Friday, September 16, 2011

Using FFTW plan_many_dft

CHASING FFTW3
The fftw3 library can be installed by doing sudo apt-get install libfftw3-3, and also
sudo ln -s /usr/lib/libfftw3.so.3.2.4 /usr/lib/libfftw3.so.


Apparently gcc can’t figure out that you are linking in a library unless it ends explicitly in .so, so by creating a symlink to the actual library a quick workaround is achieved.


The final gcc line to compile these programs is gcc <file> -o <objectname> -lfftw3 -lm


If libfftw3 gets broken during installation, bad things can happen. For me, this meant hours of trying to hack together a solution.


I finally ended up throwing in the towel, and doing sudo apt-get remove libfftw3-3, sudo apt-get purge libfftw3-3, sudo apt-get install libfftw3-3, sudo apt-get install libfftw3-3-dev, sudo apt-get install libfftw3-3-doc. Now everything works it great.


The single code is pretty simple, and is explained well by the FFTW documentation.
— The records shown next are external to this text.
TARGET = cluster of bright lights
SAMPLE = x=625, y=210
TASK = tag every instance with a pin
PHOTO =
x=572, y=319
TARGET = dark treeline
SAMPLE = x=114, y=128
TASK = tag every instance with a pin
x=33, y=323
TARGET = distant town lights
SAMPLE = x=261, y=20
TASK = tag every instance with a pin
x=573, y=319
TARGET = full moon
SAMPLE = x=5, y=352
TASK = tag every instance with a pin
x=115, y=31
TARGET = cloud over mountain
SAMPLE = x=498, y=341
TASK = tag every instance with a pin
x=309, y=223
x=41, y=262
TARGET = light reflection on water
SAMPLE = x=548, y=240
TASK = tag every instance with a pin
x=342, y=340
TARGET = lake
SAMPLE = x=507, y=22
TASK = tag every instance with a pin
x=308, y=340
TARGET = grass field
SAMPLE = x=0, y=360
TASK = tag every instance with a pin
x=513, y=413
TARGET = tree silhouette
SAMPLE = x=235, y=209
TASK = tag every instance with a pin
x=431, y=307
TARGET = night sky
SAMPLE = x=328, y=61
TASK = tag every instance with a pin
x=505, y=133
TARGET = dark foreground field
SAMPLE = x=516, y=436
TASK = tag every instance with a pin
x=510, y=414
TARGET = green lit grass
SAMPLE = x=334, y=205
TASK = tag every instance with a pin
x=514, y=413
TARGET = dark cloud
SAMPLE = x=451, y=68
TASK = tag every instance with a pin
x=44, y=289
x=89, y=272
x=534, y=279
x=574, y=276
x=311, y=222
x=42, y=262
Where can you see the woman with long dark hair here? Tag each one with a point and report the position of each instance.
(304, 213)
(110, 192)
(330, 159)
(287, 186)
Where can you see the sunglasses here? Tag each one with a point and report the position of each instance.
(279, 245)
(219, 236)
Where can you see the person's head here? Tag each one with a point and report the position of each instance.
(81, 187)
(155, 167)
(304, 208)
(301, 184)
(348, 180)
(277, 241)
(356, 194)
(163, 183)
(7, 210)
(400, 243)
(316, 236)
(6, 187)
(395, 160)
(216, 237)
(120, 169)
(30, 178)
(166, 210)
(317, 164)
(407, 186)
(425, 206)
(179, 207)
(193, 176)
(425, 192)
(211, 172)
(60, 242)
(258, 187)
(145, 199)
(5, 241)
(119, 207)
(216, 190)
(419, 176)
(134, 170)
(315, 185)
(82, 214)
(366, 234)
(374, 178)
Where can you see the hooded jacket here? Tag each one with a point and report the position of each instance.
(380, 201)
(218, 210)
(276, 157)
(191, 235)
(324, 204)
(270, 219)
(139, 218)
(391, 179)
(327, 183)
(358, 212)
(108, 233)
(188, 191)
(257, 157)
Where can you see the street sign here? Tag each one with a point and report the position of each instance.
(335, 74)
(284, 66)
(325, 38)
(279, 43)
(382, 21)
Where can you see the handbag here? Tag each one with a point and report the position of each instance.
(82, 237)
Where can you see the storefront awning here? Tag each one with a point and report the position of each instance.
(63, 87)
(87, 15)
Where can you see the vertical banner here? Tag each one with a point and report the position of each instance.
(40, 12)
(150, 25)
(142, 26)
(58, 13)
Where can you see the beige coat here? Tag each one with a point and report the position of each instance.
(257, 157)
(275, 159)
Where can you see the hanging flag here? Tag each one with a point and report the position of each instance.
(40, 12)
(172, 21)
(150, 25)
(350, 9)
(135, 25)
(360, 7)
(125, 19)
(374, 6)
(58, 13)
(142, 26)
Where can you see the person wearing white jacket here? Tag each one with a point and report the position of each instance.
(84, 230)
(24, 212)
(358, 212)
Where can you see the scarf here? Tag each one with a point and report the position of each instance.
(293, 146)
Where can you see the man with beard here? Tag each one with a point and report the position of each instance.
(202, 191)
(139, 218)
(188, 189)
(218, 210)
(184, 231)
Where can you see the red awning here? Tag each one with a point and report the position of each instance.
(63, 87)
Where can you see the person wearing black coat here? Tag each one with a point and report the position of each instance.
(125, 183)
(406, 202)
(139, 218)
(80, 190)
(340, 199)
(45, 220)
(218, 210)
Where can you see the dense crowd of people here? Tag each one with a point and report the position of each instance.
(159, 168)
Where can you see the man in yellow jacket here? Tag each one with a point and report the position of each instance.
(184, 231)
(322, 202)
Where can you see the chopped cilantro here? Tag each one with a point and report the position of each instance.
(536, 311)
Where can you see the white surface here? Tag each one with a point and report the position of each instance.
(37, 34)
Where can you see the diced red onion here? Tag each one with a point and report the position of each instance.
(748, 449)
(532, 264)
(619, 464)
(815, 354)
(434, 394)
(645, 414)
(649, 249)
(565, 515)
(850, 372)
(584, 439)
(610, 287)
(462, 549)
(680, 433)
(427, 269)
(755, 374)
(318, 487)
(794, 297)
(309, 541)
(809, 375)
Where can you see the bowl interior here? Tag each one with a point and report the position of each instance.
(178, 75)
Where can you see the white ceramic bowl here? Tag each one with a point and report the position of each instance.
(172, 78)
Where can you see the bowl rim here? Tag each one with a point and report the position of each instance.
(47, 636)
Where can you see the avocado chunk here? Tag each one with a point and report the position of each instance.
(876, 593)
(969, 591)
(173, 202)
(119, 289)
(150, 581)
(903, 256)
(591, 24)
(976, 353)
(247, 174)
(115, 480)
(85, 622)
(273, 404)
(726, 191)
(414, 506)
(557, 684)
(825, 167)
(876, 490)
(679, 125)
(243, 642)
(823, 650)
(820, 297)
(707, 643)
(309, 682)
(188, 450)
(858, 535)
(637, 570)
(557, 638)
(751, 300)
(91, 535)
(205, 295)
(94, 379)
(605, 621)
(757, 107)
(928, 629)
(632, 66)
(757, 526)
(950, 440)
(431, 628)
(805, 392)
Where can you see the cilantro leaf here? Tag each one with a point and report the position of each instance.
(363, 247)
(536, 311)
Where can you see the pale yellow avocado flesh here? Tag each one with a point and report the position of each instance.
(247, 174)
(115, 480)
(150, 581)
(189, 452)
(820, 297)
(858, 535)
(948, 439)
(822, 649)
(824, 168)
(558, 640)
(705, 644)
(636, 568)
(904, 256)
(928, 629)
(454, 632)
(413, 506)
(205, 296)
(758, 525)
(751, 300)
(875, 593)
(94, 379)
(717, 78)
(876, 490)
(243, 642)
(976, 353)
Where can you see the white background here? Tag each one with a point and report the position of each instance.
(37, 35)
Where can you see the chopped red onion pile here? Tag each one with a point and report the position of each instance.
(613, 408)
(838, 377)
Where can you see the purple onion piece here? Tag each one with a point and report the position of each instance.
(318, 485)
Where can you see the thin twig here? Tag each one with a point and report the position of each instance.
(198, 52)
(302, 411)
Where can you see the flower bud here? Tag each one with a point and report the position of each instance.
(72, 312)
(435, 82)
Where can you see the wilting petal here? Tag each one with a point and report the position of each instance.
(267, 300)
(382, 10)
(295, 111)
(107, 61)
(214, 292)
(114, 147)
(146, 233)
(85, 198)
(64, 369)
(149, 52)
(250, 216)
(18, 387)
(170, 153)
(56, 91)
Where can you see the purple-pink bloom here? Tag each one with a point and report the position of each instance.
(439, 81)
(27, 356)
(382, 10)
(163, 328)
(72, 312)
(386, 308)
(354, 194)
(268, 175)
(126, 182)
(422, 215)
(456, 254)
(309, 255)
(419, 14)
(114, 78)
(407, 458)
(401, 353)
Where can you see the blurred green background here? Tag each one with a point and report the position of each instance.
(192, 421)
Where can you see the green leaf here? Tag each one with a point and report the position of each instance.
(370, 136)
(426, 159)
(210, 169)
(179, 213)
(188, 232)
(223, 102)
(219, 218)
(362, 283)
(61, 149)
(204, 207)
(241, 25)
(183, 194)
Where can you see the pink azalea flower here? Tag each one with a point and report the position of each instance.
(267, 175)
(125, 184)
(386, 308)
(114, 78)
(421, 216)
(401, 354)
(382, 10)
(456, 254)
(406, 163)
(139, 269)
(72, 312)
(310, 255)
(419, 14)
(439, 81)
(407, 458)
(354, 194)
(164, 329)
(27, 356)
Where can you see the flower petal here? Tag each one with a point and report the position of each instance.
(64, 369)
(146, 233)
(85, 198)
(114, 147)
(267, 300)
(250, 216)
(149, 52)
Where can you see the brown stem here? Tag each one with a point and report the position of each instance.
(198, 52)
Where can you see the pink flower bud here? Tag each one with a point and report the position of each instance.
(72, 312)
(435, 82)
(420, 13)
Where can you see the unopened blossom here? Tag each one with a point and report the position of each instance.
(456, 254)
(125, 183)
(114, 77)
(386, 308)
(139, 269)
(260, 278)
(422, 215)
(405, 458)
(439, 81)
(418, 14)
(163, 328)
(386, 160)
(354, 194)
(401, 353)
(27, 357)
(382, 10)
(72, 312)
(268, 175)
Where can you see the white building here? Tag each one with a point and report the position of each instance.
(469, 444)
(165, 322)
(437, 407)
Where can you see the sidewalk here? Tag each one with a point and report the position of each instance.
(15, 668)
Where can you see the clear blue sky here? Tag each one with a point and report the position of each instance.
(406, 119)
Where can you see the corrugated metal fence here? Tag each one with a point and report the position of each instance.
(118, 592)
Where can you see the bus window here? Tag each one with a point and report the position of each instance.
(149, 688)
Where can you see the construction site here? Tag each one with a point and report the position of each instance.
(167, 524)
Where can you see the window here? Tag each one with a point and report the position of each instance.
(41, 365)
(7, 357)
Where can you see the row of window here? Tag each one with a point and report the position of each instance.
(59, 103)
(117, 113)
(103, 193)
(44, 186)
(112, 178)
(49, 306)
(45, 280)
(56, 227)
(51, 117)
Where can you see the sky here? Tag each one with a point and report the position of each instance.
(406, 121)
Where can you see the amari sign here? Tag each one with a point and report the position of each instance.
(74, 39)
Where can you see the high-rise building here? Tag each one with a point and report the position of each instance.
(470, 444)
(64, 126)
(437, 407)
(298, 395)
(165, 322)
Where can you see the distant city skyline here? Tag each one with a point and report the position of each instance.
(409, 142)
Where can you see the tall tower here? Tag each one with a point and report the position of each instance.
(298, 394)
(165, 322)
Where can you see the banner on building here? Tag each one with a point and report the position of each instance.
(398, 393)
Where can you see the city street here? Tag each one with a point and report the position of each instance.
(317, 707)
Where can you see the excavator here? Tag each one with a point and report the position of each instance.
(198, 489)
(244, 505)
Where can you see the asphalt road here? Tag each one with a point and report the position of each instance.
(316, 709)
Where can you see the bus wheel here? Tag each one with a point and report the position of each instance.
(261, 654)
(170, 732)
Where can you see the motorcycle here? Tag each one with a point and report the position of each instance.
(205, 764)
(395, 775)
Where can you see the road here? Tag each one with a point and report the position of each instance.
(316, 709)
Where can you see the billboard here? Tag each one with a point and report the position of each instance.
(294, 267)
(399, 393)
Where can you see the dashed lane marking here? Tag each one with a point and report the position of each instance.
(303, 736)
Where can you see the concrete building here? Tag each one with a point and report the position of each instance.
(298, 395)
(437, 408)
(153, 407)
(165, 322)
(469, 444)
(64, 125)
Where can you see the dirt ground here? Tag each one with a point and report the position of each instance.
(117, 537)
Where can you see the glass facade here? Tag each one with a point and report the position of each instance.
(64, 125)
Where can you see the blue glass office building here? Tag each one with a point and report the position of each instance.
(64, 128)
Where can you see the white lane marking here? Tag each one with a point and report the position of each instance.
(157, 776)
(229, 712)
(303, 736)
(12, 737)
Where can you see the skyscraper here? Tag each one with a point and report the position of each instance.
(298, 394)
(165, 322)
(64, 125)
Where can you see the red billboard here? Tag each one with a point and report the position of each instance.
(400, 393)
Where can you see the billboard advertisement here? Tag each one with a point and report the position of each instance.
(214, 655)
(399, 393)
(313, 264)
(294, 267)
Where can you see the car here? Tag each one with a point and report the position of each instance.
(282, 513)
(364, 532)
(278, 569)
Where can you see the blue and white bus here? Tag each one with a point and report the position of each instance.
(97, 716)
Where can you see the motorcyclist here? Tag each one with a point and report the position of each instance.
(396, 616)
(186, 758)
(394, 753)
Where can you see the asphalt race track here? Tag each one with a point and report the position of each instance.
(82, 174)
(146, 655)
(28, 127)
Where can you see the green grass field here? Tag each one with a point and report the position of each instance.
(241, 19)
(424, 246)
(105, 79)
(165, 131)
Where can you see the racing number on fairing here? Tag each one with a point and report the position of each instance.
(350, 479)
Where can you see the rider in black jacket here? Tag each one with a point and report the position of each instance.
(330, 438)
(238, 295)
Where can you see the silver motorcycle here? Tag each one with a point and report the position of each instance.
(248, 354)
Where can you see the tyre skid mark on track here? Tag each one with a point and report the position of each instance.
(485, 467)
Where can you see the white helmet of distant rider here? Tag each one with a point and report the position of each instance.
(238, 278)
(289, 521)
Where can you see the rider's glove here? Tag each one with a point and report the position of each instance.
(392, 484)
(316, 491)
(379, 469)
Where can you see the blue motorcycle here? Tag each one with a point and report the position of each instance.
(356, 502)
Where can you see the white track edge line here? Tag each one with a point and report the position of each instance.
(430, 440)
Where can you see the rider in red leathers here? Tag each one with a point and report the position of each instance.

READ IT! I mainly wrote the single code to have a reference template for doing other fftw stuff. The plan_many interface was confusing for me, so I wrote some code explaining it and how it is used.




A SIMPLE SCRIPT
Write a (python!... or something less awesome) script to print system time, call the executable, then print system time. EDIT: Or... just do time <your executable> in Linux.
In the dftmany C code -
  #include <stdlib.h>
  Change num_fft to a large number - say 400, 1000, etc.
  Change fft_len to something more “usable”, say 8192
  Fill the in array like this
    in[j+i*fft_len][0] = (double)rand();
    in[j+i*fft_len][1] = (double)rand();



Now laugh, maniacally.


Even with basic FFTW flags like FFTW_ESTIMATE, 400 8192 length FFTs can be  computed in .17s on a 3.2 GHz Core i7 - other processors may be slightly slower, but this application is single threaded so any computer with at least one idle 3+ GHz core could likely get similar results.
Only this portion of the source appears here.